See docs/setup.md for the full walkthrough. Short version:

# 1. OpenViking (shared memory) on :1933, MCP bridge on :2033
python3 -m venv ~/.openviking/venv && source ~/.openviking/venv/bin/activate
pip install openviking
cp config/ov.conf.example ~/.openviking/ov.conf   # set key, LLM endpoint, embedding dim
OV_API_KEY=your-key python mcp/openviking-mcp-server.py &
claude mcp add --transport http --scope user openviking-memory http://127.0.0.1:2033/mcp

# 2. Hermes (the local runner)
curl -fsSL https://raw.githubusercontent.com/NousResearch/hermes-agent/main/scripts/install.sh | bash
# point it at your MLX endpoint (:8081)

# 3. The control room
git clone https://github.com/iriseye931-ai/blockhouse && cd blockhouse
pip install -r backend/requirements.txt
uvicorn backend.main:app --port 8000 &
cd frontend && npm install && npm run dev    # :3000

# 4. Stream your lead agent into it
# copy the crew hooks from config/claude-settings.json into ~/.claude/settings.json

# 5. Health-check the mesh
./scripts/start-mesh.sh

Services & ports (verified live)

Service Port Purpose
OpenViking 1933 Vector memory server
Memory MCP 2033 memory_recall / memory_store / memory_forget
Blockhouse backend 8000 Crew event pipeline, WebSocket, REST
Blockhouse frontend 3000 The control room UI
MLX workhorse 8081 Qwen3.6-35B-A3B (MoE, 4-bit)
Whisper STT 8082 Local voice transcription
MLX sidecar 8083 Qwen3.5-9B (4-bit)
Glance 8080 Service health dashboard
Ollama 11434 Embeddings only (nomic-embed-text)
Screenpipe 3030 Screen history + OCR
Page Agent hub 38401 Browser automation bridge (optional)
GitHub webhook 9876 PR activity → Hermes via AMP

Hermes's gateway runs as a launchd service (no HTTP port in cron-only mode — health is judged from its runtime state file, which is what Blockhouse does).


The data pipeline

Sessions, logs, and memories are collected nightly and indexed into a knowledge graph:

Atlas sessions ───┐
Hermes logs ──────┼──► graphrag-producer.py (2am) ──► GraphRAG index (rate-limited via llm-proxy)
OpenViking memory ┘

For code structure the mesh uses codebase-memory-mcp instead — deterministic, sub-second, per-repo. GraphRAG covers the narrative layer; the code graph covers the structural one.

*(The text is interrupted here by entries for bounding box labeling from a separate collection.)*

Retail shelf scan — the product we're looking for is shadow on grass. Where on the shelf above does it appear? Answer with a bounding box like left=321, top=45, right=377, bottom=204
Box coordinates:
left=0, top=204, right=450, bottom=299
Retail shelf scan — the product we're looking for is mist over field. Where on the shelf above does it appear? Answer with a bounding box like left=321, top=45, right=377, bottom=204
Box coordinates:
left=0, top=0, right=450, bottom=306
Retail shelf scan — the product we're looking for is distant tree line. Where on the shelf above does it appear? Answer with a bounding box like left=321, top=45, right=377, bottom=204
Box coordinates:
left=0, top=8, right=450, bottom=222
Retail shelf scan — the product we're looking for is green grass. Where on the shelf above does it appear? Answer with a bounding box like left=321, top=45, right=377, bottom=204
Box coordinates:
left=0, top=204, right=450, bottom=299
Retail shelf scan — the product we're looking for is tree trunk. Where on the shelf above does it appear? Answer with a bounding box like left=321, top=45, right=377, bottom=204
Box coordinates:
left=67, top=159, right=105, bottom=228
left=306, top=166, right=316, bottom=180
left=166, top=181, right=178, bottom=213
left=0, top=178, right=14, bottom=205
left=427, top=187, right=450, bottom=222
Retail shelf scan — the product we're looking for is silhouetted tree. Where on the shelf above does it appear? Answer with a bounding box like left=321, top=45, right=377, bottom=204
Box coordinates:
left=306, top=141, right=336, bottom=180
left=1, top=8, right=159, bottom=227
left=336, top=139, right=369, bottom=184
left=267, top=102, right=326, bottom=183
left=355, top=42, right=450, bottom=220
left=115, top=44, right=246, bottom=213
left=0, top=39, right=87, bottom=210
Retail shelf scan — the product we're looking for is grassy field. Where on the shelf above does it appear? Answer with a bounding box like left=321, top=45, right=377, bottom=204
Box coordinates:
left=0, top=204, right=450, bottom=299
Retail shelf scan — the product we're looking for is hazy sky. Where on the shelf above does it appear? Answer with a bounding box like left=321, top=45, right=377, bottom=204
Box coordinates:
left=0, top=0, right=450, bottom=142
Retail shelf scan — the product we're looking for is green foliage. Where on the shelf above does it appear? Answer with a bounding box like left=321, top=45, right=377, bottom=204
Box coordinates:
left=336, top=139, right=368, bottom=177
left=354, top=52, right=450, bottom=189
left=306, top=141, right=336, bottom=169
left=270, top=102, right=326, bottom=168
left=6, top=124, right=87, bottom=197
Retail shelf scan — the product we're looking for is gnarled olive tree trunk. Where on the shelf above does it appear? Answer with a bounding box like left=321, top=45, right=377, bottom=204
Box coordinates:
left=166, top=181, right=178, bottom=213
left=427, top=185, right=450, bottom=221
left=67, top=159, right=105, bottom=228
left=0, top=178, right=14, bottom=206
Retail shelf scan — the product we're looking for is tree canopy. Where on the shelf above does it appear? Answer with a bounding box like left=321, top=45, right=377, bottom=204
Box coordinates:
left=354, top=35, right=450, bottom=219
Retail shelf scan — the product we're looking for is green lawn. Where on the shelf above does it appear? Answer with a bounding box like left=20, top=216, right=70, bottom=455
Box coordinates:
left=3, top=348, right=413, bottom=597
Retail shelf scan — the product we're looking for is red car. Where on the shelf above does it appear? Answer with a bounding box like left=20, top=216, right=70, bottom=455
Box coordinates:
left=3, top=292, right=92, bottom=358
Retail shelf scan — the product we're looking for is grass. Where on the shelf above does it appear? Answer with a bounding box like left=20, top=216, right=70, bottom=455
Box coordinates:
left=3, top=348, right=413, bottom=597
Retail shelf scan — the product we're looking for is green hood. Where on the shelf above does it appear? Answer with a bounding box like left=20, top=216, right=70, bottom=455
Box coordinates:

Hard-won rules (what makes a mesh actually work)

  1. Two agents, clear lanes. Every extra agent is coordination tax. We removed three before we noticed we'd never missed them.
  2. No simulated state, anywhere. If the dashboard shows it, a hook, log, or health check produced it. A NO-GO you can trust beats a green wall you can't.
  3. The LLM proposes, deterministic code disposes. Local models queue actions; validators execute them. Kanban with retry limits, not free-form tool calls for anything destructive.
  4. Premium by exception, and visibly so. Routing decisions leave a paper trail on the operator surface.
  5. Docs must match lsof. Every port in this README was verified listening before commit. If a service dies, the doc is wrong — fix one or the other.

Roadmap

  • Agent-to-agent messaging with signatures (AMP)
  • Hermes as primary local runner with full tool-call support
  • Config safety net — MLX-reviewed settings changes, zero premium tokens
  • Live crew observability (Blockhouse: hooks pipeline, GO/NO-GO board, CAPCOM, /task)
  • Code knowledge graph (codebase-memory-mcp, all active repos indexed)
  • Linux systemd unit files
  • Docker compose for the full mesh
  • Multi-machine range (agents on different hosts, shared memory store)
  • Memory browser UI

Contributing

Issues and PRs welcome. If you build a range of your own, open a discussion — we want to see it.

Built with Hermes by @NousResearch — the agent that actually handles tool calling correctly on local models.